Using the irr package

if (!require(irr)) {
  install.packages("irr")
  library(irr)
}
agree(twentyitems,tolerance=0)

Output

The output of agree() is as follows.

 Percentage agreement (Tolerance=0)

 Subjects = 20
   Raters = 2
  %-agree = 55

Tolerance

The tolerance=0 parameter says that you don’t allow similar scores to be interpreted as the same. For example, suppose instead of 0 or 1, the raters could choose any integer from 0 to 100. You might want the difference between 50 and 52 to be interpreted differently than the difference between 10 and 90. You might even say that they agree if their scores are 50 and 52. The tolerance parameter allows you to tune for this.

Calculating 𝜅

Now calculate Cohen’s 𝜅 to adjust for the possibility of chance agreement.

kappa2(twentyitems)

 Cohen's Kappa for 2 Raters (Weights: unweighted)

 Subjects = 20
   Raters = 2
    Kappa = 0.0625

        z = 0.294
  p-value = 0.769

Open coding and closed coding

Difference is whether researcher supplies the labels or participants do
Open coding involves an extra step to account for synonyms

Example of closed card sort

Now suppose you have five piles of cards in a closed card sort. I can simulate this with random numbers uniformly distributed from 1 to 5.

N <- 5
rater1 <- round(runif(n = N, min = 1, max = 5))
rater2 <- round(runif(n = N, min = 1, max = 5))
rater3 <- round(runif(n = N, min = 1, max = 5))
rater4 <- round(runif(n = N, min = 1, max = 5))
fiveitems <- cbind(rater1, rater2, rater3, rater4)
fiveitems

Output

The output of fiveitems is as follows. Note that your results will differ with the same code because of random number generation.

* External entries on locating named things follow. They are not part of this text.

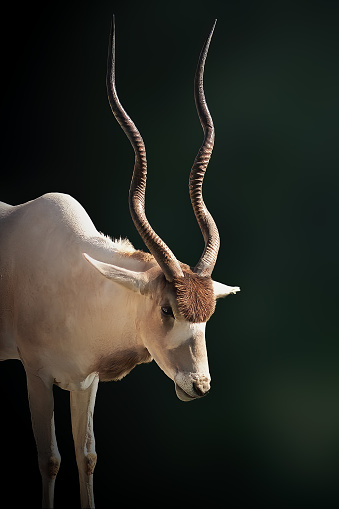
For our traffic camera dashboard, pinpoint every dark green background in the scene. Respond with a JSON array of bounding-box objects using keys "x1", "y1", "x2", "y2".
[{"x1": 0, "y1": 0, "x2": 339, "y2": 509}]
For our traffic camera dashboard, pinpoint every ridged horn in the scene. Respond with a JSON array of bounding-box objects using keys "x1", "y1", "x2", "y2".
[
  {"x1": 106, "y1": 16, "x2": 183, "y2": 281},
  {"x1": 189, "y1": 20, "x2": 220, "y2": 276}
]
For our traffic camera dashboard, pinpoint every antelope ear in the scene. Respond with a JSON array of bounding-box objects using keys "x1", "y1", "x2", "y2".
[
  {"x1": 82, "y1": 253, "x2": 149, "y2": 293},
  {"x1": 213, "y1": 281, "x2": 240, "y2": 299}
]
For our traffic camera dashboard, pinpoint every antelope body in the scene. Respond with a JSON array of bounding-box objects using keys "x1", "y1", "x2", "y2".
[{"x1": 0, "y1": 17, "x2": 239, "y2": 507}]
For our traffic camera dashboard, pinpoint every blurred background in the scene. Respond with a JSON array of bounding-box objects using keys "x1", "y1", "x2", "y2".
[{"x1": 0, "y1": 0, "x2": 339, "y2": 509}]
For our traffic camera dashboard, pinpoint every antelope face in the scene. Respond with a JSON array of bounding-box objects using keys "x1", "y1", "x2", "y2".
[
  {"x1": 86, "y1": 16, "x2": 239, "y2": 401},
  {"x1": 142, "y1": 274, "x2": 215, "y2": 401}
]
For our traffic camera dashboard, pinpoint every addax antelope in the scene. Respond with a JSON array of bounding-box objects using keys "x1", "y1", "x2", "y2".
[{"x1": 0, "y1": 16, "x2": 239, "y2": 507}]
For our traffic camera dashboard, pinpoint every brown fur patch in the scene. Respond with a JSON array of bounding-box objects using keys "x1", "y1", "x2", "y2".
[
  {"x1": 173, "y1": 270, "x2": 215, "y2": 323},
  {"x1": 85, "y1": 452, "x2": 97, "y2": 476},
  {"x1": 124, "y1": 249, "x2": 155, "y2": 262},
  {"x1": 47, "y1": 456, "x2": 60, "y2": 479},
  {"x1": 94, "y1": 348, "x2": 152, "y2": 382}
]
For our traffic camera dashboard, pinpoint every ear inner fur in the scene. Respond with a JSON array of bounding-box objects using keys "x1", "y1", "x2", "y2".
[{"x1": 173, "y1": 271, "x2": 215, "y2": 323}]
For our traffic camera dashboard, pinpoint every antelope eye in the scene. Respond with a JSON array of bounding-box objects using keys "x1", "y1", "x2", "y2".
[{"x1": 161, "y1": 306, "x2": 174, "y2": 318}]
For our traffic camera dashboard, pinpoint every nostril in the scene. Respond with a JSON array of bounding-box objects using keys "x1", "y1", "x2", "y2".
[{"x1": 193, "y1": 382, "x2": 210, "y2": 397}]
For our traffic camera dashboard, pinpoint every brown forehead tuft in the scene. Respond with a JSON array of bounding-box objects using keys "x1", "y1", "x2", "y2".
[{"x1": 173, "y1": 271, "x2": 215, "y2": 323}]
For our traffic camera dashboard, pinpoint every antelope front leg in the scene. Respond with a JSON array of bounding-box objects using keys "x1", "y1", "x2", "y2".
[
  {"x1": 71, "y1": 377, "x2": 99, "y2": 508},
  {"x1": 26, "y1": 370, "x2": 60, "y2": 508}
]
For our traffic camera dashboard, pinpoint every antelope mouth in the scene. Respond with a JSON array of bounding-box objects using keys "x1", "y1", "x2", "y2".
[{"x1": 175, "y1": 383, "x2": 199, "y2": 401}]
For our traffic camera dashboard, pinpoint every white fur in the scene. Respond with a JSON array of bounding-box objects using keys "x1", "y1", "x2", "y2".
[{"x1": 0, "y1": 193, "x2": 236, "y2": 507}]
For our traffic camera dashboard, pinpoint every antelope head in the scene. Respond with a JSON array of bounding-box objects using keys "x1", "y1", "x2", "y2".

     rater1 rater2 rater3 rater4
[1,]      2      5      1      2
[2,]      4      2      3      5
[3,]      3      4      3      4
[4,]      4      2      3      4
[5,]      3      4      1      3

𝜅 with more than two raters

You can’t use the exact same function as with two raters but there are a couple of other 𝜅 functions for multiple raters.

library(irr)
agree(fiveitems)
kappam.fleiss(fiveitems)
kappam.light(fiveitems)

Output

The output for agree(fiveitems) is

 Percentage agreement (Tolerance=0)

 Subjects = 5
   Raters = 4
  %-agree = 0

The output for kappam.fleiss(fiveitems) is

 Fleiss' Kappa for m Raters

 Subjects = 5
   Raters = 4
    Kappa = -0.0965

        z = -0.975
  p-value = 0.329

The output for kappam.light(fiveitems) is

 Light's Kappa for m Raters

 Subjects = 5
   Raters = 4
    Kappa = -0.0286

        z = NaN
  p-value = NaN
Warning message:
In sqrt(varkappa) : NaNs produced

Comments on output

When I run these, they give slightly different results. I’m not sure how much that matters but my guess is not much. You should report which function you used. One nice thing about Fleiss’s 𝜅 is that it allows missing values. That is to say that, if you have some piles that differ from others, you could leave part of a row blank if only some raters have a score for it.

Light’s 𝜅 is briefly described in Hallgren (2012). That tutorial gives R code for several versions of 𝜅, including Cohen’s weighted 𝜅, described above as kappa2(), and both Fleiss’s and Light’s 𝜅.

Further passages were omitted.